What is the importance of play to young children? Play is all-consuming, and it is not surprising that play is a major contributor to growth and development for young children, especially during the toddler and preschool years.
Play helps a child establish a positive self-concept. For young children, the greatest satisfaction and pleasure they experience is achieved through play. Playing is the way that children build confidence. In their play, they are able to do things their way, according to their own views.
Adults don’t tell them how to play, and their play generally has few rules if any to follow. When children are playing, there shouldn’t be a right or a wrong, and there is generally no pressure for them to succeed in their play. In this set up, if parents are not controlling their play, children can take risks without worrying about failing and stretch their own skills and capabilities.
Research shows that play is a key component to the development of a child’s emotional well-being. Children who play are happier, even when they aren’t playing. The same is not true for children who do not play very much or at all.
There also seems to be a correlation between children who play a lot, and children’s social abilities.
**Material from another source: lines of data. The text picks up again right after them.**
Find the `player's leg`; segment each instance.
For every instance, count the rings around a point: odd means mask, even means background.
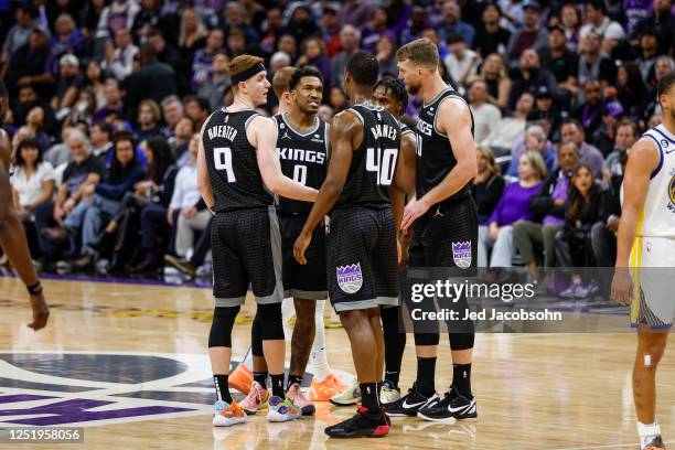
[[[260,409],[267,409],[267,401],[269,400],[269,392],[267,390],[267,362],[265,361],[265,353],[262,351],[262,320],[257,313],[250,328],[250,342],[251,345],[246,358],[237,366],[233,375],[240,373],[243,374],[242,379],[248,382],[248,393],[242,400],[240,406],[246,414],[254,415]],[[242,367],[247,367],[245,365],[246,360],[249,360],[248,364],[250,364],[250,366],[247,368],[248,373],[244,374]],[[246,375],[251,376],[251,378],[244,378]],[[234,386],[234,383],[231,382],[231,384]]]
[[[638,432],[642,450],[664,447],[656,422],[656,368],[668,339],[667,331],[650,331],[644,324],[638,331],[638,354],[633,367],[633,400],[638,415]]]
[[[300,409],[286,398],[283,389],[286,340],[281,318],[281,233],[275,207],[251,211],[239,226],[246,229],[244,234],[247,238],[244,242],[261,243],[249,248],[245,256],[245,267],[250,274],[251,290],[258,304],[256,314],[262,324],[262,353],[271,381],[267,420],[297,419],[300,417]]]
[[[246,414],[229,395],[229,361],[232,356],[232,329],[244,303],[248,278],[242,268],[236,248],[227,237],[235,232],[233,214],[221,214],[214,218],[213,242],[213,296],[215,309],[208,334],[208,356],[216,387],[214,426],[231,426],[246,420]]]
[[[385,343],[385,373],[381,393],[383,404],[396,401],[400,398],[398,379],[400,363],[406,349],[406,333],[398,329],[399,307],[381,307],[382,328]]]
Basically, children who get along with other children tend to have more friends. As a result, they tend to have a better time overall and the playground, at parties, and out in society. Playing helps children develop language.
Language starts for babies, not with words, but with interactions in playtime. Responses actions and responses our communication, as in taking toys or responding to hand gestures.
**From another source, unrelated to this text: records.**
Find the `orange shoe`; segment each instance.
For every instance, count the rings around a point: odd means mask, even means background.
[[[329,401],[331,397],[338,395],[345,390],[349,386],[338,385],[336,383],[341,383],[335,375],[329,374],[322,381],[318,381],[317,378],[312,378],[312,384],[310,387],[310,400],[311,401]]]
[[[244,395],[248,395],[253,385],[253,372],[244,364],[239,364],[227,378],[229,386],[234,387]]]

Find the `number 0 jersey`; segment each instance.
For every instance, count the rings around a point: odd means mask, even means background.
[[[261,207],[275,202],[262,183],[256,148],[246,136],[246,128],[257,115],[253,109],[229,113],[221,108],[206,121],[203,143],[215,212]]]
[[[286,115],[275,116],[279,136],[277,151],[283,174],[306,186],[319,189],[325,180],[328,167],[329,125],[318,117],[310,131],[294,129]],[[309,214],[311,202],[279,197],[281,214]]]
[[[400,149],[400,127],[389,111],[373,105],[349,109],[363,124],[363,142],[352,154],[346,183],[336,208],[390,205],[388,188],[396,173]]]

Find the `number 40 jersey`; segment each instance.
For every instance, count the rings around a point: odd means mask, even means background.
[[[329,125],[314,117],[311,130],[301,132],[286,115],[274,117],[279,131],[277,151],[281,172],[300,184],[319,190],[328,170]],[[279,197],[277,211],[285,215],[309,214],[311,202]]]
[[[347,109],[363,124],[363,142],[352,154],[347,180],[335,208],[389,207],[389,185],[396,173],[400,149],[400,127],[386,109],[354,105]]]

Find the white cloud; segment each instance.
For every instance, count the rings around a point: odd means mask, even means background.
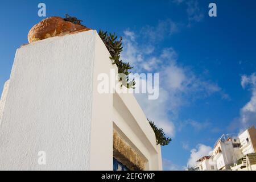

Children also use language in play. Young children who are learning to speak use repetitive sounds, or words and their own play. One British researcher noted that during play, the children he observed tended to use more complex language in his play than they did in communicating with adults.
Why does this happen during play? This goes back to something we’ve already talked about in this article, that play fosters confidence. During play, the child has no fear of failure and feels no drive or desire to satisfy someone else, and this gives them the freedom to try out things that they might not otherwise try.
Play also helps children think in complex ways and solve problems. While children are playing, there is a ton going on in their brains. Complex concepts are being debated inside a child’s mind, as the child tries to figure out how things work, how are things related, and what can be done with them.
Young children use play to learn about cause and effect, what happens when I do something? Children also learn the limits of their own bodies and their own strengths. Play is how children learn about the world, if a rock sinks or floats when they put it in water for example.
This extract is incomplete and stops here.